In [55]:
import requests
from bs4 import BeautifulSoup
from selenium import webdriver
from selenium.webdriver.common.by import By

# Data Scraping

In [62]:
class scrapingData:
    
    def __init__(self, driver, chrome_driver_path):
        self.driver = driver
        self.chrome_driver_path = chrome_driver_path
        self.article_links=[]
        self.titles=[]
        self.contents=[]
        self.categories=[]
        self.keyWords=[]
        self.sources=[]
        
    def scrapingLinks(self):
        self.scroll_down()
        self.article_links=[ link.get_attribute('href')  for link in self.driver.find_elements(By.CLASS_NAME, 'stretched-link')]
        
    def scrapingArticles(self):
        headers = {
            'User-Agent': 'Mozilla/5.0 (Windows NT 10.0; Win64; x64) AppleWebKit/537.36 (KHTML, like Gecko) Chrome/58.0.3029.110 Safari/537.3'
        }
        for link in self.article_links :
            response = requests.get(link, headers=headers)
            soup = BeautifulSoup(response.text, 'html.parser')
            self.titles.append(soup.find('h1', class_='post-title').text)
            
            self.contents.append( soup.find('div', class_ = 'article-content').text)
            
            ol = soup.find('ol', class_ = 'breadcrumb')
            li = ol.find_all('li', class_='breadcrumb-item')[1].text
            self.categories.append(li)

            self.keyWords.append([i.text for i in soup.find_all('a', class_= 'tag_post_tag')])
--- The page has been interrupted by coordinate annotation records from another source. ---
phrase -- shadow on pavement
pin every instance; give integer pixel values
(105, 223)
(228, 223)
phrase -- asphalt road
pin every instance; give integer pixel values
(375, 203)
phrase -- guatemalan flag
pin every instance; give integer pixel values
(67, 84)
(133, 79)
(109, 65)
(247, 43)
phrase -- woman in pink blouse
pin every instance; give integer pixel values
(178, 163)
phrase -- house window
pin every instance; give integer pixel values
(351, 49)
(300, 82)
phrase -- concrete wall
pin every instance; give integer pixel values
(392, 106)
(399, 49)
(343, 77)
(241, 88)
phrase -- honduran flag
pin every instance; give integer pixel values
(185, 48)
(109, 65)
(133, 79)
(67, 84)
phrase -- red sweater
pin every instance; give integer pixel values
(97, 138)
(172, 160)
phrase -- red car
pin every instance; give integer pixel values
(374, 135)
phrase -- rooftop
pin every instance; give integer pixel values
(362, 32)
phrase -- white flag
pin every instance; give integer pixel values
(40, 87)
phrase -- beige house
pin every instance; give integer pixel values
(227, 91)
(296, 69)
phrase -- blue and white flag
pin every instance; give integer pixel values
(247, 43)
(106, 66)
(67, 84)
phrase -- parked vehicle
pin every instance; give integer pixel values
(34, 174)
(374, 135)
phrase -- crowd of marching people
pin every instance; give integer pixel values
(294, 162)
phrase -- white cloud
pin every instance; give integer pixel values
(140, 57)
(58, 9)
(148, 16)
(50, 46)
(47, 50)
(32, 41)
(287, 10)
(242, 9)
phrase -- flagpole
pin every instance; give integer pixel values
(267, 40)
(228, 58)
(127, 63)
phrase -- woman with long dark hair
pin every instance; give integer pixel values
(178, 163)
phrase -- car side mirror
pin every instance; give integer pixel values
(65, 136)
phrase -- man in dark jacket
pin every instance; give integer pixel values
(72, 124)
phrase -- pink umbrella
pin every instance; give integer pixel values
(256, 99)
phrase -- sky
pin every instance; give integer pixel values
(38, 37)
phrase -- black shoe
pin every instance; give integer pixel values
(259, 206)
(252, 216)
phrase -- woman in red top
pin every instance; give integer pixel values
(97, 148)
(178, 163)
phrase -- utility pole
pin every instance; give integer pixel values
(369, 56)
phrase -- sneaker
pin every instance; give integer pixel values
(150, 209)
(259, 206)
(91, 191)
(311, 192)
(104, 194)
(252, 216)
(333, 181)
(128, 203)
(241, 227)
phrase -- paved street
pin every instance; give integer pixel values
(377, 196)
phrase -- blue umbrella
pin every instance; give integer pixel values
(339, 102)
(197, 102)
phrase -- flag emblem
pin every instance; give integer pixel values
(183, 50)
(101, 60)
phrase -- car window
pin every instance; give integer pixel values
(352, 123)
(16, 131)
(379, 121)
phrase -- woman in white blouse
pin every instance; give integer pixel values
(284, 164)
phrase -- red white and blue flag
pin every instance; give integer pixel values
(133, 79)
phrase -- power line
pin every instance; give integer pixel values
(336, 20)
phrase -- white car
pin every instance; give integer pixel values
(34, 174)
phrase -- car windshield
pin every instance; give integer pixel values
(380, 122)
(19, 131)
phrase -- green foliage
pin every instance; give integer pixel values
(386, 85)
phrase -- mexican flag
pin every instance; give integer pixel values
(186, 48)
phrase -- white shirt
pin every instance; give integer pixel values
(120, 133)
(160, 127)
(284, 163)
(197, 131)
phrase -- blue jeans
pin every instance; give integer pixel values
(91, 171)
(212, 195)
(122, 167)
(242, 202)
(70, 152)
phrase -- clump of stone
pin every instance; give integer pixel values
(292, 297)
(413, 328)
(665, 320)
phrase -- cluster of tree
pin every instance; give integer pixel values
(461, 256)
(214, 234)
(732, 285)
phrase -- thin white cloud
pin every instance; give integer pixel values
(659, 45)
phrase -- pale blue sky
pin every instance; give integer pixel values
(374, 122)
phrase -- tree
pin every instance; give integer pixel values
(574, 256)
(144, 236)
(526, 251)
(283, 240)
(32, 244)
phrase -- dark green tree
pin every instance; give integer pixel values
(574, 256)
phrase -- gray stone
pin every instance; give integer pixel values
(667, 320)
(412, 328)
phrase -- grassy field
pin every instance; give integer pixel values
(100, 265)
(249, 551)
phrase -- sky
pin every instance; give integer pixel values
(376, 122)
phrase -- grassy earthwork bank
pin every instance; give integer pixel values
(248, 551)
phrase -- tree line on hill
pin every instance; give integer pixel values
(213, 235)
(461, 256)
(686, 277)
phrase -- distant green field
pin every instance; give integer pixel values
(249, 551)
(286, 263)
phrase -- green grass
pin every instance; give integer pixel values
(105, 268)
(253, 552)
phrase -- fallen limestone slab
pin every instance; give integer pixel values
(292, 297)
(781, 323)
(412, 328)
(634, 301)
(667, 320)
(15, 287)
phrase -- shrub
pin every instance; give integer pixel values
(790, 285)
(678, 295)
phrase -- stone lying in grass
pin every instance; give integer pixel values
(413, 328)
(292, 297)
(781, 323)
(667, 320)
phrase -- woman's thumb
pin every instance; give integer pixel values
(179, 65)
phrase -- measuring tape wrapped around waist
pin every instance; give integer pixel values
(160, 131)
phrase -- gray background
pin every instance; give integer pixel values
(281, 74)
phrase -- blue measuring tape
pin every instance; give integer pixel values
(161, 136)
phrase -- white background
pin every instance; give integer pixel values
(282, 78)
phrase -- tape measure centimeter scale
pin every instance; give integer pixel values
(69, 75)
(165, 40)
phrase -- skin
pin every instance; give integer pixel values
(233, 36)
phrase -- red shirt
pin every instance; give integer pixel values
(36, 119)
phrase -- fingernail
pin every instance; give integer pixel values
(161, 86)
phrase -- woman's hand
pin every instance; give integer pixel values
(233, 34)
            self.sources.append(soup.find('span', class_= 'author').text)
            
        
    def scroll_down(self) :
        self.driver.get('https://en.hespress.com/all')
        last_height = self.driver.execute_script("return window.innerHeight")
        for i in range(500):            
            self.driver.execute_script("window.scrollTo(0, document.body.scrollHeight);")
            new_height = self.driver.execute_script("return window.innerHeight")
            last_height = new_height


In [63]:
sd=scrapingData(webdriver.Chrome() ,'c:/chromedriver')
sd.scrapingLinks()
sd.scrapingArticles()

#### Number of articles scraped :

In [77]:
print(len(sd.titles))

2544


# Data cleaning

### Removing duplicates, None values | Normalizing Data

In [74]:
cleaned_data = {
    'titles': [],
    'categories': [],
    'contents': [],
    'keyWords': [],
    'sources': []
}

for title, category, content, keywords, source in zip(sd.titles, sd.categories,sd.contents, sd.keyWords, sd.sources):
    if (title not in cleaned_data['titles']) and (title.strip() != '' and category.strip() != '' and content.strip() != '' and source.strip() != ''):
        cleaned_data['titles'].append(title.lower().strip())
        cleaned_data['categories'].append(category.lower().strip())
        cleaned_data['contents'].append(content.lower().strip())
        cleaned_data['keyWords'].append([keyword.lower().strip() for keyword in keywords if keyword.strip()!=''])
        cleaned_data['sources'].append(source.lower().strip())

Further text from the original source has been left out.